Purusing Happiness: The Organizational Culture of the Continental Congress
“Of all the dispositions and habits, which lead to political prosperity, Religion and Morality are indispensable supports. In vain would that man claim the tribute of Patriotism, who should labor to subvert these great pillars of human happiness, these firmest props of the duties of Men and Citizens…. A volume could not trace all their connections with private and public felicity.” George Washington, Farewell Address, 1796.
The Vector of the American Enlightenment
Beginning as an attempt to discover where idea behind the phrase “the pursuit of Happiness” comes from, Olsen investigates how it came into The Declaration of Independence.
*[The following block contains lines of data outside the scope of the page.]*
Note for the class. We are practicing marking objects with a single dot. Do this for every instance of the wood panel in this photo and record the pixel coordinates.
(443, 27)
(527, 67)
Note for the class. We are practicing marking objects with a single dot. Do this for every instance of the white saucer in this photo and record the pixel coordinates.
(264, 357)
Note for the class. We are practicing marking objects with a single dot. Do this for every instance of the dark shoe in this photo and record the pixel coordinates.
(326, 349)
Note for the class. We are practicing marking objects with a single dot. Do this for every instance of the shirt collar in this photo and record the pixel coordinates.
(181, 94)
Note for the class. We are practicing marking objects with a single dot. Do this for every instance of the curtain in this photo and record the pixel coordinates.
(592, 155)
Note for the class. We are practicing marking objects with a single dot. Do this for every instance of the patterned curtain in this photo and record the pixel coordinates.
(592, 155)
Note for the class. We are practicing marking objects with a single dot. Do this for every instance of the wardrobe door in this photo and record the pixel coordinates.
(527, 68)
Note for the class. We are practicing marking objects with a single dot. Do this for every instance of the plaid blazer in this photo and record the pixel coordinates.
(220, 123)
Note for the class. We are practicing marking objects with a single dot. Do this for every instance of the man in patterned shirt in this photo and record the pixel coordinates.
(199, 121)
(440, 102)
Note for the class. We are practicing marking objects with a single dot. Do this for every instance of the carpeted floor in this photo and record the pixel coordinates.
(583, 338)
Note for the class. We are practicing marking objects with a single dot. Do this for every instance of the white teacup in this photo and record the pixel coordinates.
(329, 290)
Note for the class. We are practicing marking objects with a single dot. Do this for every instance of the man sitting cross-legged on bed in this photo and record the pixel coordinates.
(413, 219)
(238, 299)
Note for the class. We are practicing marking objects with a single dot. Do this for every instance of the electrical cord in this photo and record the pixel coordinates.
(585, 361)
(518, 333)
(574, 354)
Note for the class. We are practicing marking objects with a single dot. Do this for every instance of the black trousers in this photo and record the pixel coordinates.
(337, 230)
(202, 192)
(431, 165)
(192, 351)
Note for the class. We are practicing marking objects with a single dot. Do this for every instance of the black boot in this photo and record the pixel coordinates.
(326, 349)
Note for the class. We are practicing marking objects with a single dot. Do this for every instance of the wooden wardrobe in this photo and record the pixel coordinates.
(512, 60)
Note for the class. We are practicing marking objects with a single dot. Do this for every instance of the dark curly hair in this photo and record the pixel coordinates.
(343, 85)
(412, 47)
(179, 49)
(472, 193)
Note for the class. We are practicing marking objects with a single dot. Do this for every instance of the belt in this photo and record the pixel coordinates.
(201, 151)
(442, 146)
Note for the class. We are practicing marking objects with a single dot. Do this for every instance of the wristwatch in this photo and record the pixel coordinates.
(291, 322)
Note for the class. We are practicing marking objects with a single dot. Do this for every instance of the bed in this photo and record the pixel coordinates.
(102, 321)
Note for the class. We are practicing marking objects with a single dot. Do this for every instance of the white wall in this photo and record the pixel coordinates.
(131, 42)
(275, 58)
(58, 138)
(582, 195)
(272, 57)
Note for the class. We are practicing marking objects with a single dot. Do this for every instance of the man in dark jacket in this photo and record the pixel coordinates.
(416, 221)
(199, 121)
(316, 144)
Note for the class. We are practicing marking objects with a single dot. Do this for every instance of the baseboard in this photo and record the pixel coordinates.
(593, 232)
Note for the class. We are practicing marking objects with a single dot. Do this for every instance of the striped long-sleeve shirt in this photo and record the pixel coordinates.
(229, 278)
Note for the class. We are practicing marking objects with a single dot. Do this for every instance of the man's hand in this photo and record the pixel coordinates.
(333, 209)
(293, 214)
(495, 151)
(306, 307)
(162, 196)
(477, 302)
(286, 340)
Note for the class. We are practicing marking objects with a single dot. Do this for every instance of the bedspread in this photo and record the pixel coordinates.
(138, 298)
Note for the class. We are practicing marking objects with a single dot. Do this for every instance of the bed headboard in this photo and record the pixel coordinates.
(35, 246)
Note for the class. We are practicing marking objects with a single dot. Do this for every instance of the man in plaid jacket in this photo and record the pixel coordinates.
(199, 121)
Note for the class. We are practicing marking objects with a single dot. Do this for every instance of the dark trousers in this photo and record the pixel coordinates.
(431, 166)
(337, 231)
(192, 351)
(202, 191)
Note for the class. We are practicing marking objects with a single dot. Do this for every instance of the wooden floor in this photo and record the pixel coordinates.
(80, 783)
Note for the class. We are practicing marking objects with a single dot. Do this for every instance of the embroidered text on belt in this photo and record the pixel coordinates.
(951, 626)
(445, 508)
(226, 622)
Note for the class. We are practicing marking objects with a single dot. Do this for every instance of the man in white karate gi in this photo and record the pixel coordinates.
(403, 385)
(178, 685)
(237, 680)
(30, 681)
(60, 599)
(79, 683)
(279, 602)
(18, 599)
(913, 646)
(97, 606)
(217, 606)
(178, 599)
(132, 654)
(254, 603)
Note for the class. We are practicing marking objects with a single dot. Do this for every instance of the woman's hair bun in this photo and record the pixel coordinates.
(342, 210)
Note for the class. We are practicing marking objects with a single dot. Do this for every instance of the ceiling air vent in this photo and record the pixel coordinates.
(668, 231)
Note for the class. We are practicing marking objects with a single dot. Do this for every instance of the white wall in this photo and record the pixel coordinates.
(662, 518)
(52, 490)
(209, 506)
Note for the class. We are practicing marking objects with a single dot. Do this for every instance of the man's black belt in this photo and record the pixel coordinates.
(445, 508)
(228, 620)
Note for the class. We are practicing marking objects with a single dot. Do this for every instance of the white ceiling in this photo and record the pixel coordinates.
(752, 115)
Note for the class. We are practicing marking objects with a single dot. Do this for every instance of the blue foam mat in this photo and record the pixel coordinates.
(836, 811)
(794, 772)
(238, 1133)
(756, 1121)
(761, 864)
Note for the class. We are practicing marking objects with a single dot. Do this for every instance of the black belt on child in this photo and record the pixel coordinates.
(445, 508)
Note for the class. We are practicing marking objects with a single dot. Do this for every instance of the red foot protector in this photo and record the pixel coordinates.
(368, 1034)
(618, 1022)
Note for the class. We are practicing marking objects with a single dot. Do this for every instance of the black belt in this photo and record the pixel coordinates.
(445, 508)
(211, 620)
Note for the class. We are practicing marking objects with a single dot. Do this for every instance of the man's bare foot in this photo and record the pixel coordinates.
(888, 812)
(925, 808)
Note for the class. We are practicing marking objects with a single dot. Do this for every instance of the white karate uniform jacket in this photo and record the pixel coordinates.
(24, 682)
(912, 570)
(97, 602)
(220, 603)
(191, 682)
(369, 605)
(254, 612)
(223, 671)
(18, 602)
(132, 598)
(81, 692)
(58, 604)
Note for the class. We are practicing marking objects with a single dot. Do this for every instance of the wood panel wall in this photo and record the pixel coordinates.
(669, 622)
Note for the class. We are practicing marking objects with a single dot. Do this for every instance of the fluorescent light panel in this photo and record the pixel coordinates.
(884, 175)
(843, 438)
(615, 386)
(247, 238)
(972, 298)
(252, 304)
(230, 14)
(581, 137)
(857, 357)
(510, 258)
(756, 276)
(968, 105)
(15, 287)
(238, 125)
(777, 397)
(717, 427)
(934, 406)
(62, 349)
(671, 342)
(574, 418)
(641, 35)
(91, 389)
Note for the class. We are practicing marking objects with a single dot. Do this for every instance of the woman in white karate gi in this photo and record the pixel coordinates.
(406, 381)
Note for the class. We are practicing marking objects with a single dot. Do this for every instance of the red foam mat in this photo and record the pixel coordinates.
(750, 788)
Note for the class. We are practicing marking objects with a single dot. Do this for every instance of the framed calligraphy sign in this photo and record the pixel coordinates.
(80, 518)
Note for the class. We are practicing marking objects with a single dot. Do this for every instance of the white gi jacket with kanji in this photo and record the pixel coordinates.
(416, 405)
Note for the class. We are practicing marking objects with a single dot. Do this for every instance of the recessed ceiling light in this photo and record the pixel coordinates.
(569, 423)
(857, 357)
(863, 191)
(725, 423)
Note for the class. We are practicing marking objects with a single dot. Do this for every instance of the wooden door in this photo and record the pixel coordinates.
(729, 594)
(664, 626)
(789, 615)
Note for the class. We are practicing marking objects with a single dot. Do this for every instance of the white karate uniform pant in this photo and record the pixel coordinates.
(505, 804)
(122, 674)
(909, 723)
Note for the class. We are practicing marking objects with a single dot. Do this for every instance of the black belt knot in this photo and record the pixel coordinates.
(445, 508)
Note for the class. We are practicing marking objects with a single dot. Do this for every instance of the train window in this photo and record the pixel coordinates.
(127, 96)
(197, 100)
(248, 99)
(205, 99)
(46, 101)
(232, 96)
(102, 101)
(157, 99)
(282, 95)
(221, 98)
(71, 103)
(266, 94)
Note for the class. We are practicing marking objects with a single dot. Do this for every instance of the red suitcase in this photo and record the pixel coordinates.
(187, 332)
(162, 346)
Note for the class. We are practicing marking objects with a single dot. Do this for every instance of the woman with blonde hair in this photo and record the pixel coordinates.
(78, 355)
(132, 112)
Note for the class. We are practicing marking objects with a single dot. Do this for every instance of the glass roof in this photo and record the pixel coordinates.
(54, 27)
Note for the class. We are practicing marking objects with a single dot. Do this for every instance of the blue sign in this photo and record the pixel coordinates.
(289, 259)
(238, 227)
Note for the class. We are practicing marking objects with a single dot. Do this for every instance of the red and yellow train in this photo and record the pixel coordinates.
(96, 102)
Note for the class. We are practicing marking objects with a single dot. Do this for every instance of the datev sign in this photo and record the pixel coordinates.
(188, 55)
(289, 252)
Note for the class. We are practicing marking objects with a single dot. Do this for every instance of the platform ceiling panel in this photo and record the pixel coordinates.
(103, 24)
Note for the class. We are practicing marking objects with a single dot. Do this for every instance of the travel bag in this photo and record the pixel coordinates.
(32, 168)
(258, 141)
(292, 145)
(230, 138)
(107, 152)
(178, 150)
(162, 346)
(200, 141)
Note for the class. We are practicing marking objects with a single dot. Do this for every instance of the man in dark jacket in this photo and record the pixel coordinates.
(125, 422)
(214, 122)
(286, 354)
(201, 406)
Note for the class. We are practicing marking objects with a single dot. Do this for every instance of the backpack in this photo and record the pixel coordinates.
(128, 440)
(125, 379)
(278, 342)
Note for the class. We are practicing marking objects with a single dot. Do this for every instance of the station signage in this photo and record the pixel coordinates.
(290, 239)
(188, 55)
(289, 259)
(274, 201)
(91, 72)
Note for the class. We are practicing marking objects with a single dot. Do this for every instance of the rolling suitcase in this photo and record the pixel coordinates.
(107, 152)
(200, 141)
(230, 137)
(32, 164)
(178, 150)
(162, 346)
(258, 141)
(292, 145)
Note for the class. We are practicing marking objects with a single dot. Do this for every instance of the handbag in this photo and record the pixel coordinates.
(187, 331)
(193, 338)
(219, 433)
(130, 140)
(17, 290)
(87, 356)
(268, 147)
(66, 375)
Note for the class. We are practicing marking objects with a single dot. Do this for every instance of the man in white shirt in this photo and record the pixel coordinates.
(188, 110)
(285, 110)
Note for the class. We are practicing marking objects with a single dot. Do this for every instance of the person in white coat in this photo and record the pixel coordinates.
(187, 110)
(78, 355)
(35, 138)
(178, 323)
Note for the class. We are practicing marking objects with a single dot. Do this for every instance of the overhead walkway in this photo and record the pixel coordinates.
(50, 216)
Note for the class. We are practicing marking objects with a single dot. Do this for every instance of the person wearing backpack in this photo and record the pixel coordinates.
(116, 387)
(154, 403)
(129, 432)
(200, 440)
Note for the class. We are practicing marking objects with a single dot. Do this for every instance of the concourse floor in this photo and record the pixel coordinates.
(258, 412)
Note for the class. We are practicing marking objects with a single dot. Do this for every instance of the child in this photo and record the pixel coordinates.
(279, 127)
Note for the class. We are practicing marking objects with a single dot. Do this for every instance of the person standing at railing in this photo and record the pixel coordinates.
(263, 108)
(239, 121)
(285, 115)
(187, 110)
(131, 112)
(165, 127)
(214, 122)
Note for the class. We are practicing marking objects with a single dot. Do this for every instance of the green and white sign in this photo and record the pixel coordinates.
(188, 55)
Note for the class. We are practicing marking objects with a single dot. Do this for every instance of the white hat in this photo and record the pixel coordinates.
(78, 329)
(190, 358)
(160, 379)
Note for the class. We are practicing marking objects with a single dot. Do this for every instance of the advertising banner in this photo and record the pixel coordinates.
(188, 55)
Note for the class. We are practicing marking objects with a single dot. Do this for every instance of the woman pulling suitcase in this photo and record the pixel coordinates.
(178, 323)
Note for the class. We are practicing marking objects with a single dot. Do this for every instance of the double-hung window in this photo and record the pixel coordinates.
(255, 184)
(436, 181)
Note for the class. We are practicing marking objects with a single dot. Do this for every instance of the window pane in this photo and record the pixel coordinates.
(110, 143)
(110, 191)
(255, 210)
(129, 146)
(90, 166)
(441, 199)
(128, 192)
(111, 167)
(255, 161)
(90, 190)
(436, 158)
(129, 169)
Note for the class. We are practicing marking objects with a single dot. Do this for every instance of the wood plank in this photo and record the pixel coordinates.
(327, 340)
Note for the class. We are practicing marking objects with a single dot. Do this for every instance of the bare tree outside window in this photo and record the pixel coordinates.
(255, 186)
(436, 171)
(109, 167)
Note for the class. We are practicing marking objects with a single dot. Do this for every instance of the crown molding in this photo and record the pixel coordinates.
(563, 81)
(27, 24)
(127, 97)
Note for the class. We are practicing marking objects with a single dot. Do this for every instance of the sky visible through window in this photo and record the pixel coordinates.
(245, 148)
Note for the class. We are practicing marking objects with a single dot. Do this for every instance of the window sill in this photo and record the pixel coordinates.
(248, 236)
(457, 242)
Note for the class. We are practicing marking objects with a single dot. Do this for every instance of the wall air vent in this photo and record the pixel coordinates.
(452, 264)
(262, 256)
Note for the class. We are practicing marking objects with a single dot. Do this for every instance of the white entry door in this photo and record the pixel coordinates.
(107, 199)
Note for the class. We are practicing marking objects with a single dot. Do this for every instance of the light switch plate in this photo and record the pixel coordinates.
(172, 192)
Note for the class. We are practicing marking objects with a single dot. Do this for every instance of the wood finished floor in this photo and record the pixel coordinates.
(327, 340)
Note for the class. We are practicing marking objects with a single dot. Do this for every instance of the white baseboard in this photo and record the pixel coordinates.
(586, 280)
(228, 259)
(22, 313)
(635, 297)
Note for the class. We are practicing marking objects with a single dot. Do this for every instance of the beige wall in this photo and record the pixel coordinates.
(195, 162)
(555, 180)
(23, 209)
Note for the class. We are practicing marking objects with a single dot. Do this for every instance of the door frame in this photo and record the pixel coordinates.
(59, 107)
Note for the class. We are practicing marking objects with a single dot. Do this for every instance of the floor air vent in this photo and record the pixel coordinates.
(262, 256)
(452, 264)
Using data-driven analysis, software tools, and models borrowed from management theory, combined with a seminal use of organizational culture methods, Olsen uncovers the values and norms of 106 men who contributed to the “instrument of democracy” in the Continental Congress between September 1774 and July 4, 1776. In addition to documenting the personal demographics of the contributors, he uncovers two unexpected conclusions:
- The organization of the Continental Congress was a success, and an example for today.
- The success of the Continental Congress was based on a domestically created and taught American Practical Idealist moral philosophy.
Organizational Culture combined with History
At turns a history of moral ideas and at times a organizational culture management analysis, the surprising result is that the creation of the American Mind can be traced from the vector of its introduction at Yale in Saybrook Point in October of 1714, to its flowing in the minds and hearts of all Americans by 1776. And that one man, the ” Founding Grandfather”and “Founding Teacher” American President Dr. Samuel Johnson, founder of Columbia University, created and taught his philosophy of Americal Practical Idealism to the the generation of Founding Fathers.